Reading C:\Back up\mothur\fileAP.shhh.trim.unique.good.filter.unique.precluster.fasta.0.dist
Reading matrix: |||||||||||||||||||||||||||||||||||||||||||||||||||

Clustering C:\Back up\mothur\fileAP.shhh.trim.unique.good.filter.unique.precluster.fasta.0.dist
Cutoff was 0.255 changed cutoff to 0.18
Cutoff was 0.255 changed cutoff to 0.18
It took 4 seconds to cluster
Merging the clustered files…
It took 0 seconds to merge.

Output File Names:
C:\Back up\mothur\
C:\Back up\mothur\
C:\Back up\mothur\

mothur > make.shared(, group=fileAP.shhh.good.groups, label=0.03) [ERROR]: IQHHCZ102JWU1Q is in your listfile and not in your groupfile. Please correct. [ERROR]: IQHHCZ102JDFCI is in your listfile and not in your groupfile. Please correct. [ERROR]: IQHHCZ102JA6UZ is in your listfile and not in your groupfile. Please correct.
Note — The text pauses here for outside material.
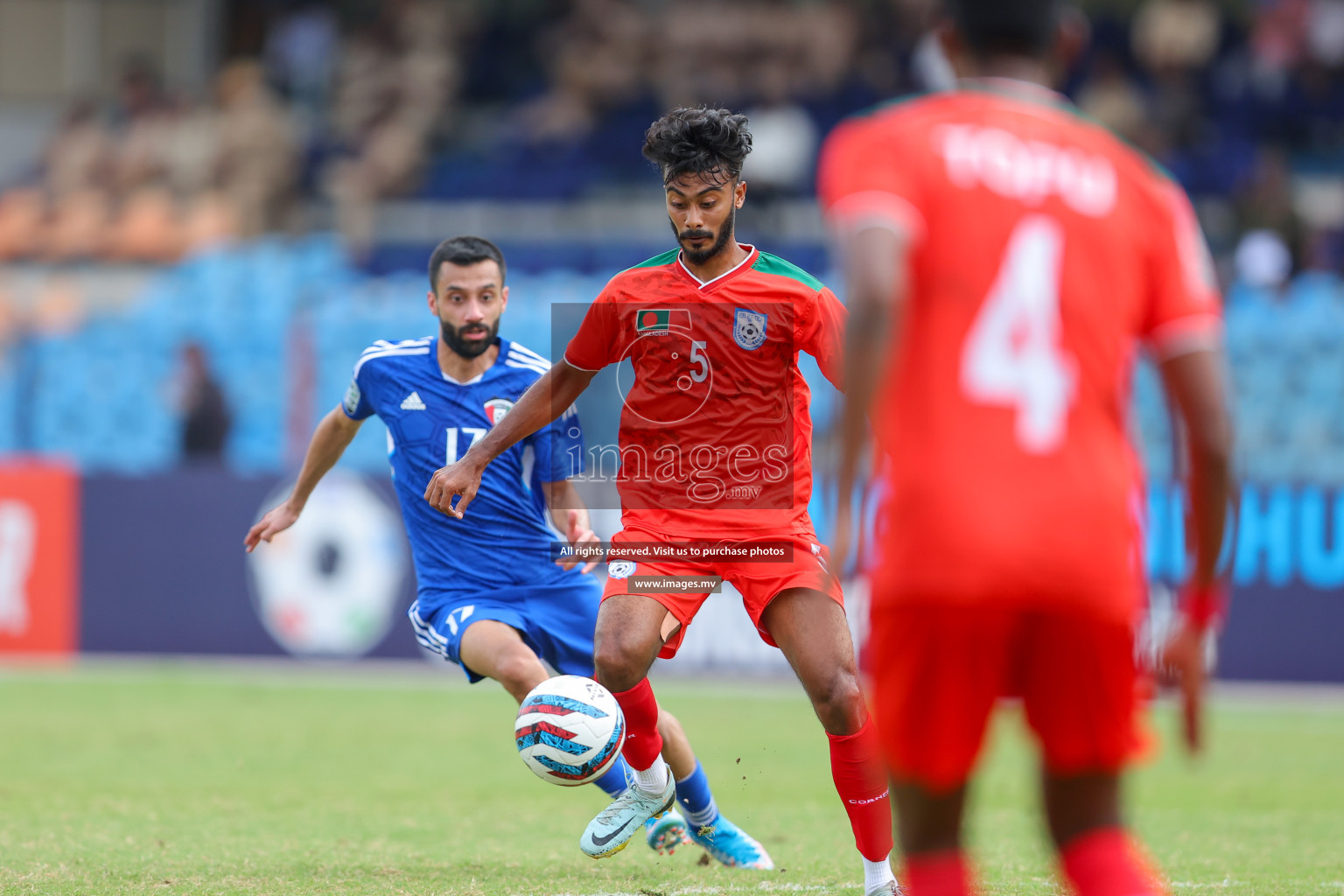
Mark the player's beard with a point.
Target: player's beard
(469, 348)
(702, 256)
How did you create the group file? Are the sequences reported by mothur in the group file?

Dear mothur
I using mothur v.1.31.2 on linux
mothur > clearcut(phylip=stability.trim.contigs.good.redundant.pick.phylip.dist,neighbor=t)
Clearcut: Memory allocation error in NJ_parse_distance_matrix()
Clearcut: Syntax error in distance matrix at offset 7.

Can you try it with our current version?

Good morning,

I am running into the exact same issue, I have created my .dist file, its around 195Gb and when I run clearcut command I get that exact error. I am running the latest version of mothur so I am curious as to what could be causing the problem and if there are any ways to work around that error.

Any help with the issue would be greatly appreciated.